Anyone familiar with competition as a concept would understand that history tends to favour those who come out on top. Darwinian Theory celebrates the strongest and most capable, while relegating those who remain behind to a regressive oblivion, never to be heard or seen from again. Grim as it may sound, it is often the truth but, fortunately, every theory has its anomalies and one such example has been, Rabie Ridge native, Shane Eagle.

Elimination from 2015’s THE HUSTLE as part of the final quartet proved to be the ideal “loss” and has since seen him snowball opportunity after opportunity into an impressive musical catalogue and amass a strong and loyal legion of fans in the process. The 2017 release of his debut offering, Yellow, saw him enjoy critical and commercial success bagging 2 million streams, a Gold plaque and a “Best Rap Album” SAMA for his efforts.

Fast-forward to present day and following a successful tour, the release of a YELLOWVERSE short film as well as some loose singles, Shane returns with the follow-up EP, NEVER GROW UP. 

Right out the gate, Shane opens by touching on familiar themes of love and existential uncertainty giving us a sense of where his head’s been since YELLOW. In a pensive opening monologue, he muses over his success, finding himself and how he’d define happiness at this point in his career, setting the kind of reflective and honest tone that has come to be a hallmark of his music. The lucid lo-fi instrumental on Homework As$Ignment is also a quick indicator of the foundation upon which the project sits with an easy-on-the-ear Jazz-Hop sound that carries throughout and allows him the opportunity to maintain a consistent mood and tell stories without the hindrance of background clutter. 

Shane’s iconoclastic approach to the music industry has formed the blueprint to his success and on Ap3x he delivers a short, but scathing, attack on fellow music peers who’ve looked to trace his methods. The lively record stands out for its infectious hook and cheeky lyrics but ends way too soon for you to fully immerse yourself in it.

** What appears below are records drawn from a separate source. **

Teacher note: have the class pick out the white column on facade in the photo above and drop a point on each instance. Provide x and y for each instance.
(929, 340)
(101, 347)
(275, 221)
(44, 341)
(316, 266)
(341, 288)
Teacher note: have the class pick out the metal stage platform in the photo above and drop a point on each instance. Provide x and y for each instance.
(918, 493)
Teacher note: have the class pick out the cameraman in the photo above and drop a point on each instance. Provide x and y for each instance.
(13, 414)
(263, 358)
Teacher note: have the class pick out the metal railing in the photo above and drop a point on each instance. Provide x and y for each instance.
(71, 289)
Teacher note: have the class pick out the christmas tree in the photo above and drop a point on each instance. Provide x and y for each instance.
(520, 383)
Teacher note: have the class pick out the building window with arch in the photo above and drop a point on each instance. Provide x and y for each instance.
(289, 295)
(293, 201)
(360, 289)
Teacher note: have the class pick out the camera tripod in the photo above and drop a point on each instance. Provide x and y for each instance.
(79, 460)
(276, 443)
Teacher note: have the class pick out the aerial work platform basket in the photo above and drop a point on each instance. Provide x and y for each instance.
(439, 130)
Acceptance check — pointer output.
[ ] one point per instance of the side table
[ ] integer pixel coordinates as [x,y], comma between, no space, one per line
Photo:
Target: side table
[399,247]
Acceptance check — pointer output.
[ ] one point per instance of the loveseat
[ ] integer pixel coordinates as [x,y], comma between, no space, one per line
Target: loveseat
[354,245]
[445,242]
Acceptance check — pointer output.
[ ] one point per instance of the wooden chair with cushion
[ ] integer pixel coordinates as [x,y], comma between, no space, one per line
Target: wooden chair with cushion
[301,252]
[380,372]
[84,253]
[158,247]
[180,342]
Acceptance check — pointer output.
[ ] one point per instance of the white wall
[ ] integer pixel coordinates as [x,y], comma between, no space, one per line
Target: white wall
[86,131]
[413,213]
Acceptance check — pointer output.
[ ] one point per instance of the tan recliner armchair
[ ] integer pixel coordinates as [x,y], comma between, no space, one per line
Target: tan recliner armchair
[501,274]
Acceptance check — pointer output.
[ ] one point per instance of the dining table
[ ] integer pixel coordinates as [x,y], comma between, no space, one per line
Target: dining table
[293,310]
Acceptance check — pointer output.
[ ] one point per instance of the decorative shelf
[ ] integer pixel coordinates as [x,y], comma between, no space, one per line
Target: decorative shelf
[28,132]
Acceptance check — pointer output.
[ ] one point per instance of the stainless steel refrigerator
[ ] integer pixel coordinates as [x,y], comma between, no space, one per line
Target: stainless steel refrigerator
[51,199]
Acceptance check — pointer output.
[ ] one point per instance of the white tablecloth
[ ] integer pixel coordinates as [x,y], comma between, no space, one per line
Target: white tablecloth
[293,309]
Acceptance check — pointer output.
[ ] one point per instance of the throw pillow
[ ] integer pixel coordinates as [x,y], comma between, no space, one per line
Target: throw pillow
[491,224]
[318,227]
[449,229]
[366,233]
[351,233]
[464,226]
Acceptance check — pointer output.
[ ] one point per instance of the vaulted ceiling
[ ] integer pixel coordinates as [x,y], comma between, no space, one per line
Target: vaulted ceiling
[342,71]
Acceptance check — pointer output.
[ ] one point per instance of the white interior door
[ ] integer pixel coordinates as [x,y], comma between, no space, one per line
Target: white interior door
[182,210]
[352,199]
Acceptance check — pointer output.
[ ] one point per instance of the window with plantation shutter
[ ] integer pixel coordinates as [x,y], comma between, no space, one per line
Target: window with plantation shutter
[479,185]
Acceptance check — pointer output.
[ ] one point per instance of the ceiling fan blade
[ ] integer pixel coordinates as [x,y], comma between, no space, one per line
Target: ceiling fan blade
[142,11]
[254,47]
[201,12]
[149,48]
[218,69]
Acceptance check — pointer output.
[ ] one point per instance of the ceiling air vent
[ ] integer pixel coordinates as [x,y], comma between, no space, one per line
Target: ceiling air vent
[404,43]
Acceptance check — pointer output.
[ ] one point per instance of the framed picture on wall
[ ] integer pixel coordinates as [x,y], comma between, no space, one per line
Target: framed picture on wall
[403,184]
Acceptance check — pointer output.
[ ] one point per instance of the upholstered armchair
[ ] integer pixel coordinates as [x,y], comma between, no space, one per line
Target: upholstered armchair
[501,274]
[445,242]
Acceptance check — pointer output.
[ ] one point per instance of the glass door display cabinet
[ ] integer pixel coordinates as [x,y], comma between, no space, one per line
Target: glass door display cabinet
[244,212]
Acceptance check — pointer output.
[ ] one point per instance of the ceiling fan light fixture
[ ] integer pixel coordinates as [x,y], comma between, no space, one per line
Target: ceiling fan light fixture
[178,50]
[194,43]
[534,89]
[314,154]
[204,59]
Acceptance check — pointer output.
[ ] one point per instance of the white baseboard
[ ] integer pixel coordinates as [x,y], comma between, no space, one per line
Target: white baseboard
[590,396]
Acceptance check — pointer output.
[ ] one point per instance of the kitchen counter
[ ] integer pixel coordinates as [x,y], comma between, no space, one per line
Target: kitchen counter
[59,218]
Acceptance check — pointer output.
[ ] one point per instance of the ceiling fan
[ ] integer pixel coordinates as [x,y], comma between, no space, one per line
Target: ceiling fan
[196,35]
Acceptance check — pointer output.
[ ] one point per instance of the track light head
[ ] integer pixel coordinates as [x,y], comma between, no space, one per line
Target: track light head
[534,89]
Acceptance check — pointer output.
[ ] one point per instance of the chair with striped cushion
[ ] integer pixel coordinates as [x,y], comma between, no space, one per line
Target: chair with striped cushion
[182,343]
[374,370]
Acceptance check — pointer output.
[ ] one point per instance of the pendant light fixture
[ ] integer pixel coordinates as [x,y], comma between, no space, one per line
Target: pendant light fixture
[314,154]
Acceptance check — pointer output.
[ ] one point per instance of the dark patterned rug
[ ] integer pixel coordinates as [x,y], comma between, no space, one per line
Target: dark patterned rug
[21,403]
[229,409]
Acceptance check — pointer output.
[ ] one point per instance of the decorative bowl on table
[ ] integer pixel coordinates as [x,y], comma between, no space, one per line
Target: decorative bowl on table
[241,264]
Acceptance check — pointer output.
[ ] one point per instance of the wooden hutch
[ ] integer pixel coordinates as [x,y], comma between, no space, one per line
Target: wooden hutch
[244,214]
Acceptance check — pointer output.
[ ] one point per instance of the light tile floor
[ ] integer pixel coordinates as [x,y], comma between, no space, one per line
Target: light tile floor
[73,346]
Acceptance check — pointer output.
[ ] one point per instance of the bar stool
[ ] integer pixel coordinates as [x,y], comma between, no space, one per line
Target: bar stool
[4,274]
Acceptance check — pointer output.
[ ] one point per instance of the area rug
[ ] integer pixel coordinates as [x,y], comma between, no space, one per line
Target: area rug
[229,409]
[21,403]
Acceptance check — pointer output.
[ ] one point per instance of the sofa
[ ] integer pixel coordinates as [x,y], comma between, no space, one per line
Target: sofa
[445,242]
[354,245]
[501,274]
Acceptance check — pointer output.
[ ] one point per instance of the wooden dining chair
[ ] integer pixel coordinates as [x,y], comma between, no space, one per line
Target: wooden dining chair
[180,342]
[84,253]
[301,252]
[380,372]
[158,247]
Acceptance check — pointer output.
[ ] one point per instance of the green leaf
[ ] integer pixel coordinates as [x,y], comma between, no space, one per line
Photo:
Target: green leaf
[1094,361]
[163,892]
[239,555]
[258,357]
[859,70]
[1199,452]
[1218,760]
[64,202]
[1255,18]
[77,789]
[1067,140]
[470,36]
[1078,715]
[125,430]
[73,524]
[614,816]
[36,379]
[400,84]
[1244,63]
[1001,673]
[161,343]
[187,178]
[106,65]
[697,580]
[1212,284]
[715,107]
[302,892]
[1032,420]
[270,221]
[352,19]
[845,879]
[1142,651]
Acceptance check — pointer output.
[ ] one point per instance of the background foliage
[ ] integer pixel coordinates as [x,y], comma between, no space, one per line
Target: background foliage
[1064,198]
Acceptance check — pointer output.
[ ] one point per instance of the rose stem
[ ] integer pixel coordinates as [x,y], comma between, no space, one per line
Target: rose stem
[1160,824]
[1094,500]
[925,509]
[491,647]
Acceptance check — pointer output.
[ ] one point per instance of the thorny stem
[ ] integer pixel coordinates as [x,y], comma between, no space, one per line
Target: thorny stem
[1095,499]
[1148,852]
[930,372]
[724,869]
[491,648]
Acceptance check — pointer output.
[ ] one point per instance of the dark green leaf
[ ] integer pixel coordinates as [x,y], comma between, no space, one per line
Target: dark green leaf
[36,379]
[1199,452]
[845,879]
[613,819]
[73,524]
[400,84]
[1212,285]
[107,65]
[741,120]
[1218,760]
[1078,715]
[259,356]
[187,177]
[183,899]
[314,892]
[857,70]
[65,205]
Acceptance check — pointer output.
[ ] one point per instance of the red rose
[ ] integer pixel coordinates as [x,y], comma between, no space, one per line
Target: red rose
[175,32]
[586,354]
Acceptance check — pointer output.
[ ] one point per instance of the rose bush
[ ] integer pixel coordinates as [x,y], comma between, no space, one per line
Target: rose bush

Although this leaves you with the faintest hint of disappointment, it doesn’t really take much else away from an otherwise impressive and anthemic tune.

Chocolate Milk and Ronnie Hughes offer the most intimate look into Shane’s life with both helping the project’s nostalgic theme carry weight. Whether by coincidence or design, Shane uses each track to individually detail the memories he has of his parents growing up and the disparity between each from the perspective of a kid who grew up biracial and exposed to two different worlds in his lifetime. He spends most of the former taking an introspective look at how quickly he’s achieved his success while reassuring a mother who’s always been in his corner. While on the latter, we’re given a brief idea of the complicated nature of his relationship with his Irish father. Although not overly elaborating on the personal details of each, his fans are given the kind of access that might be a doorway to more extensive stories in the future. 

The tail-end of the project is a cocktail of somber emotion with Shane lamenting over everything from the importance of his music, religion to the fragility of life. He does, however, salvage his own slice of happiness on the endearing Ride Dolo-What You Wanna Be as he details the some of the best moments between himself and his longtime girl.

Overall, NEVER GROW UP sees Shane again challenge himself both sonically and lyrically through experimental instrumentation and intense lyrics, offering both high replay value as well as some insight into what the future holds for the young Johannesburg recluse.